Spero che tutti voi abbiate avuto la possibilità nella vostra vita di entrare in contatto con la musica di quella che da molti viene definita la musicista più importante del 20 secolo. Certo è che se non ci fosse stata lei (e soprattutto il suo capolavoro “Blue”) tutte le cantautrici che io amo tanto non ci sarebbe state. Infatti cominciai a interessarmi della sua musica dopo che Tori Amos cantò delle cover di alcune sue canzoni (“A case of you”, “River” e “Both sides now”) e subito mi affascinò l’arte di questa donna che ha portato la sua vita in musica! E che vita! Piena di (adorabili) contraddizioni! Ha avuto la poliomielite da piccola però a 7 anni comincia a fumare e non metterà mai diventando una delle fumatrici più accanite della terra. Ha una figlia da giovane che da in adozione e che ha “ritrovato” qualche anno fa. E’ stata la donna di alcuni tra i più grandi musicisti (ad esempio James Taylor, Jackson Browne, Neil Young, Jaco Pastorius).

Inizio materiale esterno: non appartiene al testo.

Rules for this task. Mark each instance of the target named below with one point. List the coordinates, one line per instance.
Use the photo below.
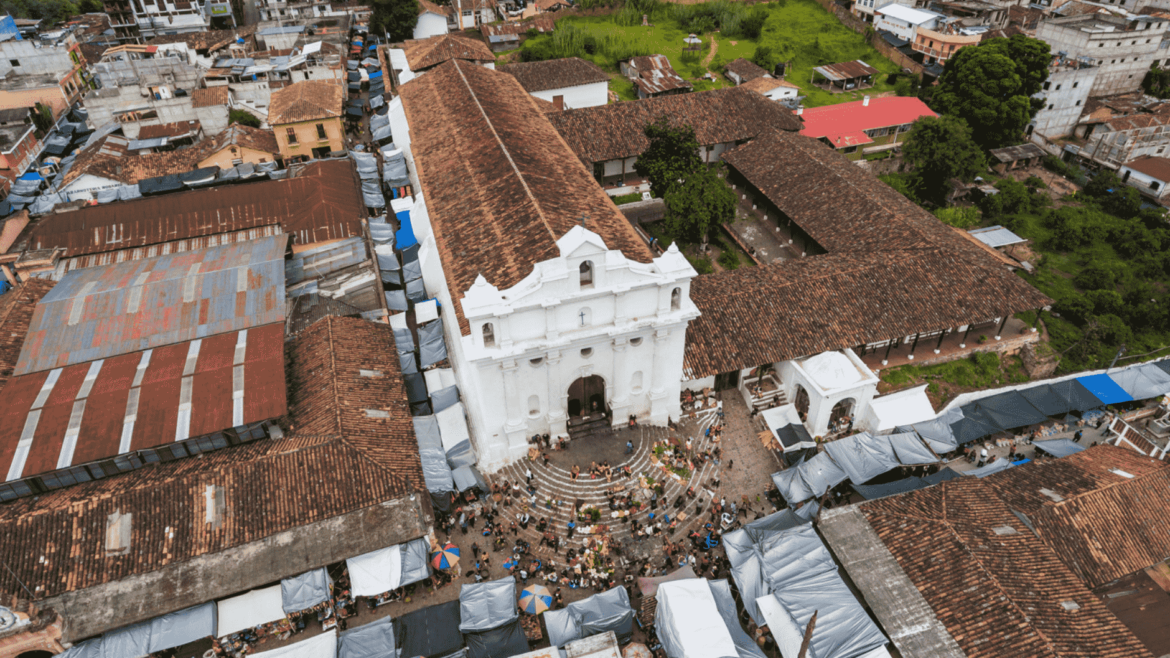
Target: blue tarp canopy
(405, 235)
(1105, 389)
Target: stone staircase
(557, 494)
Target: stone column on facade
(515, 429)
(620, 403)
(660, 406)
(558, 396)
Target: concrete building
(568, 83)
(1148, 175)
(307, 120)
(1121, 46)
(904, 22)
(1065, 94)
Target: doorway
(586, 396)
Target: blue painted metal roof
(103, 312)
(1105, 389)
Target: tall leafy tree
(942, 149)
(991, 86)
(672, 156)
(697, 205)
(397, 18)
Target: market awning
(1105, 389)
(249, 610)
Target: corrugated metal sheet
(322, 203)
(103, 312)
(97, 410)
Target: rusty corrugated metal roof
(103, 312)
(322, 203)
(91, 411)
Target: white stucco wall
(580, 96)
(429, 25)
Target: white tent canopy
(323, 645)
(377, 571)
(903, 408)
(249, 610)
(689, 623)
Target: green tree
(697, 205)
(396, 18)
(672, 156)
(942, 149)
(991, 87)
(242, 117)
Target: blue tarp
(405, 235)
(1105, 389)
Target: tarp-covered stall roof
(303, 591)
(487, 605)
(249, 610)
(374, 639)
(432, 632)
(377, 571)
(605, 611)
(1103, 388)
(689, 624)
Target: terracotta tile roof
(892, 268)
(110, 158)
(1151, 166)
(501, 185)
(425, 6)
(998, 594)
(177, 129)
(556, 74)
(1108, 525)
(745, 69)
(238, 135)
(342, 369)
(210, 96)
(762, 84)
(55, 542)
(16, 307)
(616, 131)
(322, 201)
(307, 101)
(422, 54)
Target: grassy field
(800, 32)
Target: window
(586, 271)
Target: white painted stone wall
(579, 96)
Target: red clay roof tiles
(501, 185)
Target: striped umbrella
(445, 557)
(535, 600)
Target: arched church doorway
(586, 396)
(802, 402)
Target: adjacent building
(307, 120)
(1122, 47)
(654, 76)
(569, 83)
(608, 139)
(864, 127)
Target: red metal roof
(846, 118)
(90, 411)
(103, 312)
(323, 201)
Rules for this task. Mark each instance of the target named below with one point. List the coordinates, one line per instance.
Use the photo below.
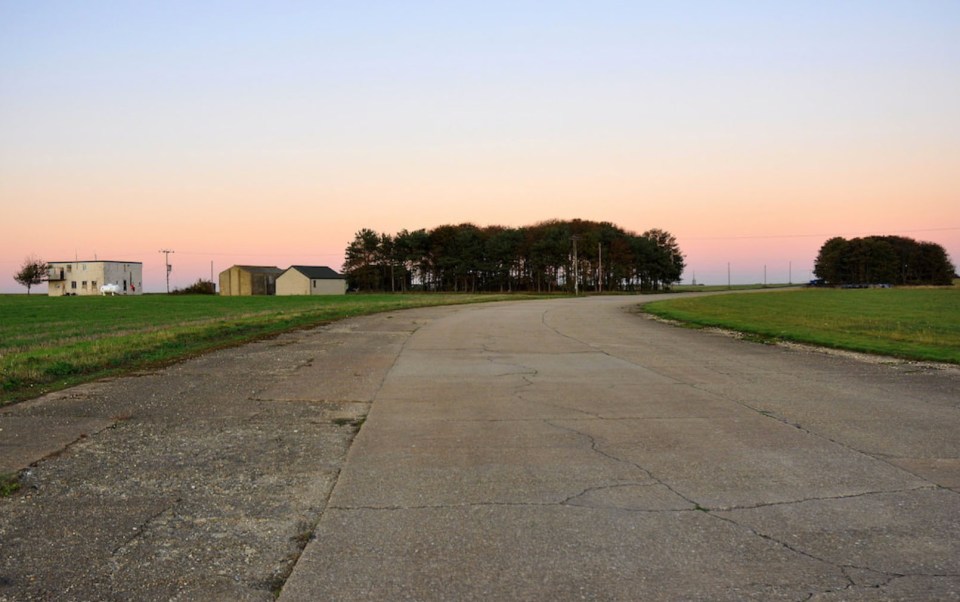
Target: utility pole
(576, 283)
(166, 261)
(599, 269)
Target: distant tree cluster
(883, 260)
(200, 287)
(469, 258)
(32, 272)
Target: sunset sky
(270, 132)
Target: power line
(769, 236)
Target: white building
(86, 277)
(311, 280)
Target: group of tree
(32, 272)
(548, 256)
(883, 260)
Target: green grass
(48, 343)
(910, 323)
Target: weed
(9, 484)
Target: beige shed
(311, 280)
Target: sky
(269, 133)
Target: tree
(33, 271)
(465, 257)
(883, 260)
(363, 262)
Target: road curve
(571, 449)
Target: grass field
(911, 323)
(48, 343)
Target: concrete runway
(568, 449)
(563, 449)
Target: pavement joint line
(141, 529)
(807, 431)
(596, 449)
(713, 513)
(826, 498)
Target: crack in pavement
(712, 512)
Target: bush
(200, 287)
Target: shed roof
(319, 272)
(260, 269)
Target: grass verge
(909, 323)
(49, 343)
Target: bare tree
(33, 271)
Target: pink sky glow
(245, 134)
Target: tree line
(549, 256)
(883, 260)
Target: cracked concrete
(560, 449)
(569, 449)
(202, 481)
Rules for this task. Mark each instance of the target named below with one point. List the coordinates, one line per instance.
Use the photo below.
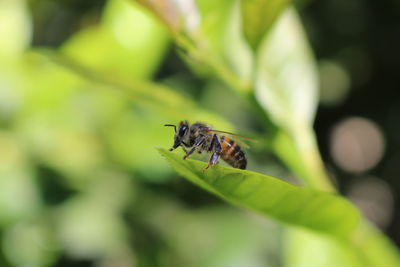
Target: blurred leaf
(258, 16)
(180, 17)
(128, 42)
(29, 243)
(15, 28)
(286, 82)
(272, 197)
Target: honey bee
(201, 137)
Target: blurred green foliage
(81, 183)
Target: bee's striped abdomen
(232, 153)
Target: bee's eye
(182, 130)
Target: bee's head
(180, 133)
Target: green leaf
(286, 79)
(15, 28)
(128, 42)
(258, 16)
(300, 206)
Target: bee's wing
(239, 138)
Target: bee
(201, 137)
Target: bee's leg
(217, 152)
(196, 145)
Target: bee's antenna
(172, 125)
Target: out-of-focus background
(80, 181)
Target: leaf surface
(275, 198)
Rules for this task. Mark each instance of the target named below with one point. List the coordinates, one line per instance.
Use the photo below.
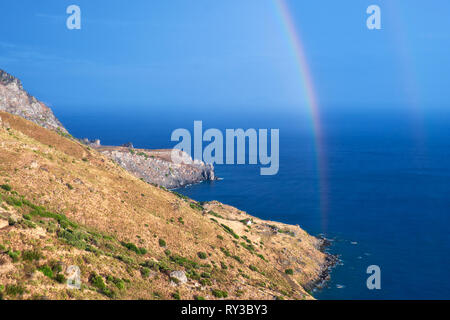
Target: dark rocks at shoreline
(330, 262)
(156, 167)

Aveva detto addio alla musica, continuando a fare la pittrice e uscendo aveva sbattuto la porta! Aveva accusato le major discografiche di essere delle latrine, che producono musica senza sostanza e interessate solo a culi e tette. Ed è per questo che alcuni ora la accusano di essere poco coerente. Forse hanno ragione ma a me questo disco è piaciuto da matti. Il suo stile qui è una continua citazione di se stessa. Se non la si ama nel profondo questo aspetto può penalizzare questa sua uscita. Ma se, al contrario, in passato la si è amata in ogni sua metamorfosi musicale (e ne ha avute tante) stavolta si rimane piacevolmente sorpresi per il perfetto equilibrio in cui tutte le Joni del passato riescono a convivere (finalmente) felicemente. Un disco perfettamente in equilibro tra melodie più pop, arrangiamenti folk, divagazioni jazz senza mai una caduta o una sbavatura. Canzoni delicate e dolcissime con testi profondi e ispirati. Cito da una recensione a me molto cara: “il suo mondo è questo, intimo, a volte sferzante nelle parole, crudo nei confronti del sesso maschile. Le canzoni ci permettono di viaggiare ma anche di riflettere, di aprire la mente verso la poesia e l’introspezione, di scoprire come in tempi di globalizzazione e di velocità c’è musica che scorre lentamente,
adagio fino al cuore. Senza dimenticare temi a lei sempre cari come la politica e il femminismo. Un disco intenso, da ascoltare guardando il mare e possibilmente sorseggiando un caffè. Scintillante come ogni gemma rara.” Chi ha scritto questa recensione è una persona che, prima di conoscere fisicamente, una sera al telefono parlò con me delle musica di Joni Mitchell e di quale fosse la rispettiva canzone preferita. E poi da cosa nasce cosa. Grazie, Joni!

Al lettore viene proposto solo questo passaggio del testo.